Такого рода мои спектакли руководство Театра эстрады охотно включало в свой репертуар. После успеха «Вовки» были поставлены «Лесные чудеса», «Новогодние приключения трех маленьких москвичей» (там участвовали Михаил Названов, Геннадий Яковлев, Ксения Осколкова, изумительный ролико-бежец и специалист «нанайской борьбы» Евгений Семенов, Л. Климанова, артисты-кукловоды).
Но у меня уже зрела идея, в которую верила все больше и больше. Нужен детский музыкальный театр! Он сможет по-настоящему заинтересовать ребят музыкой, научить их с малых лет любить ее.
Верю, что скоро получу возможность организовать, создать новый, свой театр — оперный театр для детей. Первый и пока единственный в мире. Пока — мечта.
Все чаще приглашают выступать на радио. Завела интересную дружбу с юными музыкантами, особенно учениками талантливого педагога А. Артоболевской в Центральной музыкальной школе.
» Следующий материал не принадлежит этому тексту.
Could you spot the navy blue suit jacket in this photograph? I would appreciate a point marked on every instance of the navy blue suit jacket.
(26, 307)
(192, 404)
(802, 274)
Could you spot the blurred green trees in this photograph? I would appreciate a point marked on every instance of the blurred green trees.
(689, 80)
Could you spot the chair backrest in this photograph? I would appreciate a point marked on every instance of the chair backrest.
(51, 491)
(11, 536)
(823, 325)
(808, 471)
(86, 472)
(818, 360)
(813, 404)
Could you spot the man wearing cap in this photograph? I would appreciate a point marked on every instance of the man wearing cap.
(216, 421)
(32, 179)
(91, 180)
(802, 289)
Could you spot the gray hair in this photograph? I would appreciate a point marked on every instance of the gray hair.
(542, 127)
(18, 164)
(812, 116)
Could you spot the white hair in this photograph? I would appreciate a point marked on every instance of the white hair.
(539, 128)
Снова путешествие… но уже по ЦМШ. Молодые дарования!
Готовлю к печати вторую (после возвращения) книгу по заказу Детгиза о музыке и музыкантах — «Всегда с тобой». Еду с туристической группой в Румынию: надо, чтобы то, что делаешь для детей, было современно, а для этого — шире видеть мир искусства сегодня.
Музыковед Владимир Зак как-то мне сказал:
«Ваша жизнь, Наталия Ильинична, всегда была полифоничной». Но главная тема моей жизни — нести большое искусство театра «насквозь музыкального» — маленьким; как и с первых дней моей режиссерской работы, обогащать детей музыкальными образами; не забывать слова П. И. Чайковского, что именно опера помогает композитору сделать музыку подлинно массовым искусством. Сейчас, как никогда, нужен театр оперы для детей и юношества.
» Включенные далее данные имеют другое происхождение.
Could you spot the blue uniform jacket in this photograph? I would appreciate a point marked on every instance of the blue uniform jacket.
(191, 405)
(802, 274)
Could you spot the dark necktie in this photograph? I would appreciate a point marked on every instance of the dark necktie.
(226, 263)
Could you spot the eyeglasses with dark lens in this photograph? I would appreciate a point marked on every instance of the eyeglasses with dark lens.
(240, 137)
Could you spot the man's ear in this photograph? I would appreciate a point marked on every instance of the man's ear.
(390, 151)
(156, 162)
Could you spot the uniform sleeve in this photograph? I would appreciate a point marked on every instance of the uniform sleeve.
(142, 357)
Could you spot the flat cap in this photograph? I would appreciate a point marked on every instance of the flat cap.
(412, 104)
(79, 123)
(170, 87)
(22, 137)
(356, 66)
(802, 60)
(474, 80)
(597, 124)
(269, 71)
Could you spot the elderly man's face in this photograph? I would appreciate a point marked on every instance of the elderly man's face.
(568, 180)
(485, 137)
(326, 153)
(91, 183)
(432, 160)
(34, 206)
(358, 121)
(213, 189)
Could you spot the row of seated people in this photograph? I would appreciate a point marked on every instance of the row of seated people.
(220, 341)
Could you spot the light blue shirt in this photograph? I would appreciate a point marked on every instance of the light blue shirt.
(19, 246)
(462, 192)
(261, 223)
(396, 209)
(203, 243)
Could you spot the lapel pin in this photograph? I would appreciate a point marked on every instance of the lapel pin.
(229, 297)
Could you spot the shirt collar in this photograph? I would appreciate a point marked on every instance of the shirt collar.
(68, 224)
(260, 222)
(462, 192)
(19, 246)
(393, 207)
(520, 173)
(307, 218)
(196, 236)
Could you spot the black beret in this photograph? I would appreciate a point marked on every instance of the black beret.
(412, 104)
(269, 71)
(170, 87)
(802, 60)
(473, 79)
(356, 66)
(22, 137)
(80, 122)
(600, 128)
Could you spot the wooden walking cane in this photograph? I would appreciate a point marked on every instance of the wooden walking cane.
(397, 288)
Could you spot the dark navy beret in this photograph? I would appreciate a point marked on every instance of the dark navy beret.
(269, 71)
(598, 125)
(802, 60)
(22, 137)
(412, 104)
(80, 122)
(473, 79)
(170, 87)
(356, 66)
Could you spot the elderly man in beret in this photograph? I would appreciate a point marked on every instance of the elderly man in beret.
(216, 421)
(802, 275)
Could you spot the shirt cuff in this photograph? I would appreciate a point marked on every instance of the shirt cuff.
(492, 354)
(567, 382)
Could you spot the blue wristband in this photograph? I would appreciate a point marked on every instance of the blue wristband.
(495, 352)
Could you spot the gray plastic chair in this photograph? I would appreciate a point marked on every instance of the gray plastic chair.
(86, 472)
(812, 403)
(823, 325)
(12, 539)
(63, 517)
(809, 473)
Эта тема становится для меня главной.
Нет, я уже не хочу возврата в Центральный детский театр. Наши жизненные тропы пошли врозь. И сейчас единственная мечта — снова на белом листе написать: «Первый и пока единственный в мире детский музыкальный театр», отдать все силы его организации, как бы трудна она ни была, найти его творческую сердцевину, побуждать композиторов создавать новые детские оперы, повести за собой молодых талантливых певцов-артистов, заниматься своей профессией — режиссурой.